To lighten spirit, they also brought in a DJ to remind people of the sounds of Jazz Fest.
Palmer says since beginning their efforts over a month ago, the needs of the people are constantly changing.
“Yeah it keeps changing, and then we’re also adding locations,” said Palmer.
It’s really awesome that we try to find churches within communities that aren’t touched, and so we’ve been adding different locations in addition to this. And I think it’s a more humane way of doing this so people can actually walk if they don’t have a vehicle. They don’t have to go too far, they don’t have to wait in ridiculous lines. And look, we still run out of food. We still have long lines, but we can knock them out pretty fast. And I think it’s a smart way, it’s really a New Orleans way to just kind of hit different neighborhoods."
Palmer says they’re also adding new partners, like the newly formed Culture Aid Nola, a collaboration of several non profit groups that formed to feed and also help those who may not have access to typical assistance.
“A lot of homes don’t have broad band internet access.” said founder Erica Chomsky Adelson.

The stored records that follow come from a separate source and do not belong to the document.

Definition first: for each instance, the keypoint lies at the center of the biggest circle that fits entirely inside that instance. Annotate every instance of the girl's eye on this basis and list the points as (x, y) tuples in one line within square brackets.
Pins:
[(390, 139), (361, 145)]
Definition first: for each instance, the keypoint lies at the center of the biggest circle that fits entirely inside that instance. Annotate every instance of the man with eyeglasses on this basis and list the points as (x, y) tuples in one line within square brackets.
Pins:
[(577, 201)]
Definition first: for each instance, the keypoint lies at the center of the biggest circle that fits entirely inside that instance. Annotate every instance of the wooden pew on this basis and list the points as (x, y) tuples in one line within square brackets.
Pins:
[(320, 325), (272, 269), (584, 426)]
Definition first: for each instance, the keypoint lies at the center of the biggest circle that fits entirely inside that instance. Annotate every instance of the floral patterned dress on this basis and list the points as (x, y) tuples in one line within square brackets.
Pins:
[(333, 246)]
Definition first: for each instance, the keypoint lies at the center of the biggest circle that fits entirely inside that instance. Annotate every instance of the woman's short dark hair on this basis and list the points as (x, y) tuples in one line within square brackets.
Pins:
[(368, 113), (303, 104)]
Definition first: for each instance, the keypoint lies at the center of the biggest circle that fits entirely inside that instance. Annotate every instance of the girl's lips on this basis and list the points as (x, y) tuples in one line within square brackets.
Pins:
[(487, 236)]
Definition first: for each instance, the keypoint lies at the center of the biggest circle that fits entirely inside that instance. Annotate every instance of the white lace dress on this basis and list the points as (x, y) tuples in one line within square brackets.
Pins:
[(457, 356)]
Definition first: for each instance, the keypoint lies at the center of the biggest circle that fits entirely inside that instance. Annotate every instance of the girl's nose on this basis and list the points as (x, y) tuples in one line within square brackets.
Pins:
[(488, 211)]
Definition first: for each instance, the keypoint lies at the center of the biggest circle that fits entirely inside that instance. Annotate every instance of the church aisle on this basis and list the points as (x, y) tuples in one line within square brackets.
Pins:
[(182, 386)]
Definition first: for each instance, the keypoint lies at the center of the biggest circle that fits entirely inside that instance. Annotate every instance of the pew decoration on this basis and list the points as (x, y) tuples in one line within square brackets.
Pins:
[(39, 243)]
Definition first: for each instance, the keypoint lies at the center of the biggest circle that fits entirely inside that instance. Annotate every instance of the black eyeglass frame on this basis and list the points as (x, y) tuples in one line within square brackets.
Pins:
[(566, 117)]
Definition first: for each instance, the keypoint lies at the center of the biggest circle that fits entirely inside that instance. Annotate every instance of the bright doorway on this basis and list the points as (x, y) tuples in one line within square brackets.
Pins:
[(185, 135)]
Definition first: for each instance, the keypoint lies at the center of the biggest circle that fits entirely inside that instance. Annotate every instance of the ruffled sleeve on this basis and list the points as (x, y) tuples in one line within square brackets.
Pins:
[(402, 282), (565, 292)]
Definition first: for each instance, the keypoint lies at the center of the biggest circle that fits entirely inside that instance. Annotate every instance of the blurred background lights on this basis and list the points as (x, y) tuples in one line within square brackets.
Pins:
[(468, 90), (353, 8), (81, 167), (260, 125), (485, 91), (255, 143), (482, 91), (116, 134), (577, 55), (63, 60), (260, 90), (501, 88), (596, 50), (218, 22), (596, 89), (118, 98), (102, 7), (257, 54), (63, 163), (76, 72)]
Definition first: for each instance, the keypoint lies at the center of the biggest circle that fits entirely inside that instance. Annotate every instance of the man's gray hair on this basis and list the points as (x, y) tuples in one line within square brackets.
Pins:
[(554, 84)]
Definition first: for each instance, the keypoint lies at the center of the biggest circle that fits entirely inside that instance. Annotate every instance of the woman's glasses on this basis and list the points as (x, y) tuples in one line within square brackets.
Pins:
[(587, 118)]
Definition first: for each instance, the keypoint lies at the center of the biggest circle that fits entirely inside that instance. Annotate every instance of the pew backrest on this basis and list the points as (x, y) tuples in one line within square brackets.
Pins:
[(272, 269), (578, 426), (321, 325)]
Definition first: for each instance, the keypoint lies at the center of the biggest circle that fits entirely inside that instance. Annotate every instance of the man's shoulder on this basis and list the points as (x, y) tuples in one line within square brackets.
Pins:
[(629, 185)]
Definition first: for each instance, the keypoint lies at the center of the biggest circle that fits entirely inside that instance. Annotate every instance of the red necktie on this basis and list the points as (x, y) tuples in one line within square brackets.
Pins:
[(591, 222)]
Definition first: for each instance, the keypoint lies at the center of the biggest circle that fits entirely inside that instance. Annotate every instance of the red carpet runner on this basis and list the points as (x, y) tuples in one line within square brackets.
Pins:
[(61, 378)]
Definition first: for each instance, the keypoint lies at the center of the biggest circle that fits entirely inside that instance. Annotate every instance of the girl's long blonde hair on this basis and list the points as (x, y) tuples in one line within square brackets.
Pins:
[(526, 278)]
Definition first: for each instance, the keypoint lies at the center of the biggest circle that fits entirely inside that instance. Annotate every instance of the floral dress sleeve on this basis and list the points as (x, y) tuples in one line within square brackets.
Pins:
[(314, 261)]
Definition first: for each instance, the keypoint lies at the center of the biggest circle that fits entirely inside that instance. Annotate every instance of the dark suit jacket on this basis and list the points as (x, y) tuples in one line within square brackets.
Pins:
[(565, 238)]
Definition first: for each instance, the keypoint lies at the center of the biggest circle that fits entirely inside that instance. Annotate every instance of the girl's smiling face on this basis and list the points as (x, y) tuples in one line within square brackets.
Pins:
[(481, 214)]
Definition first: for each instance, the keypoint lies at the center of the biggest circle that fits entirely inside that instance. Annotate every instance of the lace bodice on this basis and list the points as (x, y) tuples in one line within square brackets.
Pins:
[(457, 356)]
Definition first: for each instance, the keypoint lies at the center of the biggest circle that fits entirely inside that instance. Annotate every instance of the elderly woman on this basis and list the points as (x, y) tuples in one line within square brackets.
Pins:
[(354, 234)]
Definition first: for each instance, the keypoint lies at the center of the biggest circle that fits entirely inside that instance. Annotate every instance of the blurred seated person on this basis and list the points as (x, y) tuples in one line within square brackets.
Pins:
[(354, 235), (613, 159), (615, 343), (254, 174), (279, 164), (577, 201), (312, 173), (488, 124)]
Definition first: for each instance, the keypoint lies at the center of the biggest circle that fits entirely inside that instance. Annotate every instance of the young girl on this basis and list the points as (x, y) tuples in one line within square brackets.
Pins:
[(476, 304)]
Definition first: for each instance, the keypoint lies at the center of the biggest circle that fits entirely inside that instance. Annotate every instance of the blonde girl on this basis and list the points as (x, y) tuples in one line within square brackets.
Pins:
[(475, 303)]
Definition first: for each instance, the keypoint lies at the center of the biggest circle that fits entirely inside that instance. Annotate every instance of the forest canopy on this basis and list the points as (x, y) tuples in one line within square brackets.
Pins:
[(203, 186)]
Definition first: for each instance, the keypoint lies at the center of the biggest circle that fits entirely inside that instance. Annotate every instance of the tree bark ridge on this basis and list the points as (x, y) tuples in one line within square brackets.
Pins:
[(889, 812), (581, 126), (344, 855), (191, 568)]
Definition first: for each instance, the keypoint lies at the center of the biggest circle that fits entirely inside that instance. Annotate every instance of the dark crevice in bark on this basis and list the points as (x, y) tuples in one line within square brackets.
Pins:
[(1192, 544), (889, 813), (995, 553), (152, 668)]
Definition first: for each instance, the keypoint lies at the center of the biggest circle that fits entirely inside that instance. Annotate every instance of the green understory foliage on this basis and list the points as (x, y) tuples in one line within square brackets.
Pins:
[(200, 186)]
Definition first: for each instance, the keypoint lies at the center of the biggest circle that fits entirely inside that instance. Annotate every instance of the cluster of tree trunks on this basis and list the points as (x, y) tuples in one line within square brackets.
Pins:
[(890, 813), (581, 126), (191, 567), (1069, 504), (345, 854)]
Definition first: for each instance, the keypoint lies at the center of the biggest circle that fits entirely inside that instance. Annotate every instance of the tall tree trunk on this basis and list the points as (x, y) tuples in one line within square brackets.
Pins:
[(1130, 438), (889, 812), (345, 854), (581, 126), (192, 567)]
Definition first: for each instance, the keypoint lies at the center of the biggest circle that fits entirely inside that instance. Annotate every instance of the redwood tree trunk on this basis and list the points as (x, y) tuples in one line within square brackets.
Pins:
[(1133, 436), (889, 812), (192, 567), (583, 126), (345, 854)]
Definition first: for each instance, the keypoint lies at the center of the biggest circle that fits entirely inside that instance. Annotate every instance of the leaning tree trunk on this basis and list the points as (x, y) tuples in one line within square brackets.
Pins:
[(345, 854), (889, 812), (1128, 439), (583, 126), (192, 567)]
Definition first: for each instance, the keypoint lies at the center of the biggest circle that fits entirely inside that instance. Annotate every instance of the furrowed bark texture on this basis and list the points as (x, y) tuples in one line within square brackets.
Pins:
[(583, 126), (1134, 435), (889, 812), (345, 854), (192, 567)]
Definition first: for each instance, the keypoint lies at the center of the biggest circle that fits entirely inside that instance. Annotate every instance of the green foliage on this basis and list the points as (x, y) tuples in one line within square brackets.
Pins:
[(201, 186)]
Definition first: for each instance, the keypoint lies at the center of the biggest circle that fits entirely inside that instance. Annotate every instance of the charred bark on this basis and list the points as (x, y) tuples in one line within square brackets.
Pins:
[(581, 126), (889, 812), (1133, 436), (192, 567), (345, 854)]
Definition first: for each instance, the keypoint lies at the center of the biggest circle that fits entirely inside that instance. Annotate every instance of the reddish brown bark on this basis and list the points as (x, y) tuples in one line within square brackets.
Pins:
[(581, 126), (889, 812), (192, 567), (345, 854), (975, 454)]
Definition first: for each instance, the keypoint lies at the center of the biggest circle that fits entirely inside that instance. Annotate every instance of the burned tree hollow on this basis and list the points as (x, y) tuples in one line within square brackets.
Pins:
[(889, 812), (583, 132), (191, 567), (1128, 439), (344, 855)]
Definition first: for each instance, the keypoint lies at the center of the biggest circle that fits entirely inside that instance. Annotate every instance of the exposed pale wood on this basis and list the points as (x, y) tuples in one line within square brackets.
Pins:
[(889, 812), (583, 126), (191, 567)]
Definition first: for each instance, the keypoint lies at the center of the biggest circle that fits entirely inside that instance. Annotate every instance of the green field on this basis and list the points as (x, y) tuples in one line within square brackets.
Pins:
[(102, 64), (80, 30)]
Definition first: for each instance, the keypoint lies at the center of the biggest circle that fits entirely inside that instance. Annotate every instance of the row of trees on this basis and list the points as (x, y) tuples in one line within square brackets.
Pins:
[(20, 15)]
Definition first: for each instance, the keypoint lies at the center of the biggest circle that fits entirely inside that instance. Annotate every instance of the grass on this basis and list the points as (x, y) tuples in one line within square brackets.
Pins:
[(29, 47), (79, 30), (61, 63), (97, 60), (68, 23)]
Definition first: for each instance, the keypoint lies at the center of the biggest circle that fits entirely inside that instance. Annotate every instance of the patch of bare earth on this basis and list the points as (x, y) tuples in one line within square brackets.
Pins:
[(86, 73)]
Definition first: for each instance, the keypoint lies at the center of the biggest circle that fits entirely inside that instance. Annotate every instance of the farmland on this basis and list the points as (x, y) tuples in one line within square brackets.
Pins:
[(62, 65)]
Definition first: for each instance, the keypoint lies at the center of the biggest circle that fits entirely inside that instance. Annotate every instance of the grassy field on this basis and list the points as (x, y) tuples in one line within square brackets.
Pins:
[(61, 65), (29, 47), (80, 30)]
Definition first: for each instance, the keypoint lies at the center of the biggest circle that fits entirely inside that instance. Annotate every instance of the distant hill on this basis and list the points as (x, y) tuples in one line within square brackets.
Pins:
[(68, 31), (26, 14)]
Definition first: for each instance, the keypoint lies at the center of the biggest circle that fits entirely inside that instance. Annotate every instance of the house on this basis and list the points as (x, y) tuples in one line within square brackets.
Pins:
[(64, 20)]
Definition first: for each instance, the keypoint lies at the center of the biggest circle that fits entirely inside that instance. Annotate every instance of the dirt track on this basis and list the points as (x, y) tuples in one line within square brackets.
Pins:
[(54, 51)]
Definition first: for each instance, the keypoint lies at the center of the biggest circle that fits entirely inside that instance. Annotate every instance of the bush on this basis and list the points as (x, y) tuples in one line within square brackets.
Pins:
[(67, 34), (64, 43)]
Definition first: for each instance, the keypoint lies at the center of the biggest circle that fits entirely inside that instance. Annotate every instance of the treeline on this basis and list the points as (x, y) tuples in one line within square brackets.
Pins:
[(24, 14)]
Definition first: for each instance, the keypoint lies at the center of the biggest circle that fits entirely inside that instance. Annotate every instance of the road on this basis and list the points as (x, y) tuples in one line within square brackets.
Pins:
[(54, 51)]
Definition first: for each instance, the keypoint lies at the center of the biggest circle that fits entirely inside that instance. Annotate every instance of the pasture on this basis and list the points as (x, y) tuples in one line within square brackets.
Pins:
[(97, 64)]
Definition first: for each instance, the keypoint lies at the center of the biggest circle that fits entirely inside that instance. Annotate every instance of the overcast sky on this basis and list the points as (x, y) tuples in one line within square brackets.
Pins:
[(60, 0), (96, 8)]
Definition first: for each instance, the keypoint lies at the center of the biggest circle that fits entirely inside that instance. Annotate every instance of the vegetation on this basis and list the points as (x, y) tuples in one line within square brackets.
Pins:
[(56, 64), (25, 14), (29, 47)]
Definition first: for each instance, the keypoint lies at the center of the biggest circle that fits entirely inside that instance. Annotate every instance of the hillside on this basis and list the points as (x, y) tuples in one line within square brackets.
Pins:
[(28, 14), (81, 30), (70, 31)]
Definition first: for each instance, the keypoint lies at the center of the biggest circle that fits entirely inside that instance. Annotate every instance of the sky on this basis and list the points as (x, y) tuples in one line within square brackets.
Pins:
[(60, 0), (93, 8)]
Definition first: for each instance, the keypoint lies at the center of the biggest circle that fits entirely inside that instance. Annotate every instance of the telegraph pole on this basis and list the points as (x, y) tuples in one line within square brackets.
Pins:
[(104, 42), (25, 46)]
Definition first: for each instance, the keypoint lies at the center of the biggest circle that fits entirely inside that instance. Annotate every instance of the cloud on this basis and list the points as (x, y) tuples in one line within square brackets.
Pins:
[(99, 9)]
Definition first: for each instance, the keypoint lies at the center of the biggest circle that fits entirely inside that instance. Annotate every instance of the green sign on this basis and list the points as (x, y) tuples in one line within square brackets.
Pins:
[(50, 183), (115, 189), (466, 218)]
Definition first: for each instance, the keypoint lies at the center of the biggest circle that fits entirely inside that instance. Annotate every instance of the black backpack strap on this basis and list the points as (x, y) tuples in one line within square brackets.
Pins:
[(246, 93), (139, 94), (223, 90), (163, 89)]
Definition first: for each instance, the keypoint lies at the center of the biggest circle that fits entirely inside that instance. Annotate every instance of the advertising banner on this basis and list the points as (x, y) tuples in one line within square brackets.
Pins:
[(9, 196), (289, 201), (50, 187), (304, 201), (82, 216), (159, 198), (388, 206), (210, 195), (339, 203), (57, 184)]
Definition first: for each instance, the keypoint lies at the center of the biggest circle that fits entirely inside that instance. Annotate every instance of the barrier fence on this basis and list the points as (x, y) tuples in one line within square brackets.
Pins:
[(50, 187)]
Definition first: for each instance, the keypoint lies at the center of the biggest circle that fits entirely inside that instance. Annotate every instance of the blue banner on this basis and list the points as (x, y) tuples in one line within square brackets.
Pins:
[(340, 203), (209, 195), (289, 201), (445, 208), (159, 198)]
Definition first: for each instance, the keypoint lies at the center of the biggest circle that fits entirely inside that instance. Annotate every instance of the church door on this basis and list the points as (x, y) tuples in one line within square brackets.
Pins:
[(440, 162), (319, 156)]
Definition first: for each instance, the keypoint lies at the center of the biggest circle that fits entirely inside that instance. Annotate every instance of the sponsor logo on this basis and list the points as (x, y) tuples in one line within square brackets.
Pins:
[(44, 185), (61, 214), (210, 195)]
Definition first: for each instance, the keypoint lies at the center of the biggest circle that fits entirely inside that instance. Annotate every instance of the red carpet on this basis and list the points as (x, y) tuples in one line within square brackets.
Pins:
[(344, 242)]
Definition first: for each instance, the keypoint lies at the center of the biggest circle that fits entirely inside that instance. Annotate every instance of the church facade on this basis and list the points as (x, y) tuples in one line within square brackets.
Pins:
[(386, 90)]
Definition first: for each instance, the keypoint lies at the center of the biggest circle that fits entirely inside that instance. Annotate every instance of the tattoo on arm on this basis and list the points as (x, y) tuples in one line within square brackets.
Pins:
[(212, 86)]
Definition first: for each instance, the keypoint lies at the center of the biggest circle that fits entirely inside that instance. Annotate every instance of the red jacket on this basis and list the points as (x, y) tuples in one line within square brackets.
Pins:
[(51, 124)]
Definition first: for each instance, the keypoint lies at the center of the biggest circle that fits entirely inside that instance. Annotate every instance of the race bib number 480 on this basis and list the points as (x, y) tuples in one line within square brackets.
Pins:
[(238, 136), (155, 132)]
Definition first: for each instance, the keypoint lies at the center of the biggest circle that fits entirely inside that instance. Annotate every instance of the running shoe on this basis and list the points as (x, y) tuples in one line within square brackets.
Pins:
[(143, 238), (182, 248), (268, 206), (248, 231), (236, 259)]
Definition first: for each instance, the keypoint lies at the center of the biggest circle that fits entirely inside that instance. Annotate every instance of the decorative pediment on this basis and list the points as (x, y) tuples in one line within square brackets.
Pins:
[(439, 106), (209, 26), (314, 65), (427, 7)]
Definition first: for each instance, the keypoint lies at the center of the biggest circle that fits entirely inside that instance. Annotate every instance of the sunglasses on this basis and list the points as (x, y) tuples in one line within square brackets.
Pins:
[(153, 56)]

So we’ve got flyers on Medicaid access navigation, reliable verified health information, we’re doing on farmers markets who take snap benefits, food safety, what grants you qualify for, and we’re just trying to get that information into the hands of the people."
Chomsky Adelson says they’re already working with council members in several other districts and have a sleight if other initiatives planned for the future and it’s all about keeping the New Orleans spirit alive through helping others.